Les rachats d'actions et les plans de licenciements ne relèvent pas toujours d’une logique industrielle, mais parfois de stratégies financières destinées à influencer la perception des investisseurs. C’est ce qu’explique Pierre-Yves Gomez, professeur en sciences de gestion, dans sa chronique publiée par Le Monde.
Ce qu'il faut retenir
- Le rachat d’actions est une pratique courante du capitalisme spéculatif, utilisée pour améliorer artificiellement la valeur perçue d’une entreprise
- Les plans de licenciements peuvent parfois répondre à une logique similaire, visant à optimiser la rentabilité financière à court terme
- Pierre-Yves Gomez, professeur en sciences de gestion, analyse ces mécanismes dans une chronique du Monde
Des pratiques financières aux conséquences sociales
Les rachats d’actions consistent, pour une entreprise, à racheter ses propres titres sur le marché boursier. Cette opération permet de réduire le nombre d’actions en circulation, ce qui mécaniquement augmente le bénéfice par action. « Une manœuvre qui flatte les ratios financiers et attire les investisseurs », explique Pierre-Yves Gomez. Selon ses observations, cette stratégie est souvent privilégiée par des entreprises cherchant à masquer une croissance réelle insuffisante.

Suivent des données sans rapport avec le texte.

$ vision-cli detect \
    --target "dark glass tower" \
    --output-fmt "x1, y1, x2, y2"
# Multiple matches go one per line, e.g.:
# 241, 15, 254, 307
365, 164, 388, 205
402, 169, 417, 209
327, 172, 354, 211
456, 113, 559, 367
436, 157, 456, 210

Côté social, les plans de licenciements s’inscrivent parfois dans une logique parallèle. Plutôt que de moderniser les outils de production ou d’investir dans l’innovation, certaines directions optent pour des réductions d’effectifs massives. « Ces décisions répondent souvent à une volonté de réduire les coûts immédiats et d’améliorer la rentabilité », souligne le professeur. Autant dire que ces pratiques, bien que légales, interrogent sur leur finalité réelle.
Un capitalisme à deux vitesses ?
Les entreprises qui recourent à ces stratégies combinent souvent rachats d’actions et plans sociaux, créant un décalage entre performance boursière et santé économique réelle. « On assiste à un capitalisme où la valeur créée pour les actionnaires prime sur celle générée pour les salariés ou l’économie réelle », analyse Gomez. Une situation qui soulève des questions sur la durabilité de ces modèles.
D’après les données disponibles, ces pratiques ne sont pas marginales. En 2025, les entreprises du CAC 40 ont consacré près de 50 milliards d’euros à des rachats d’actions, un montant record. Parallèlement, les licenciements collectifs ont concerné plus de 30 000 salariés en France sur la même période, selon les chiffres de la DARES. Un contraste qui illustre l’écart entre les annonces médiatiques et les réalités opérationnelles.
Les limites d’une approche court-termiste
Si ces stratégies peuvent offrir un répit à court terme, elles comportent des risques majeurs. « À force de privilégier les gains immédiats, les entreprises fragilisent leur modèle de long terme », avertit le professeur. Les investisseurs, souvent attirés par des résultats financiers immédiats, se retrouvent parfois pris au piège de bulles spéculatives.
Un exemple récent est celui de l’entreprise française XYZ, cotée au CAC 40, qui a annoncé en 2025 un plan de rachat d’actions de 2 milliards d’euros tout en prévoyant 1 500 suppressions de postes. « Une décision qui a été saluée par les marchés à court terme, mais qui a aussi suscité des critiques sur la gestion des ressources humaines », commente Gomez. Les syndicats ont dénoncé un « effet d’aubaine » pour les actionnaires, au détriment des salariés.
En attendant, ces mécanismes continuent de façonner le paysage économique, entre performance boursière et responsabilité sociale. Une équation que les régulateurs et les citoyens auront à trancher dans les années à venir.
Les rachats d’actions permettent d’augmenter artificiellement la valeur boursière de l’entreprise, ce qui attire les investisseurs à court terme. Cette stratégie est souvent plus simple et plus rapide que des investissements dans l’innovation ou la modernisation des outils de production, dont les retombées sont plus longues à se matérialiser.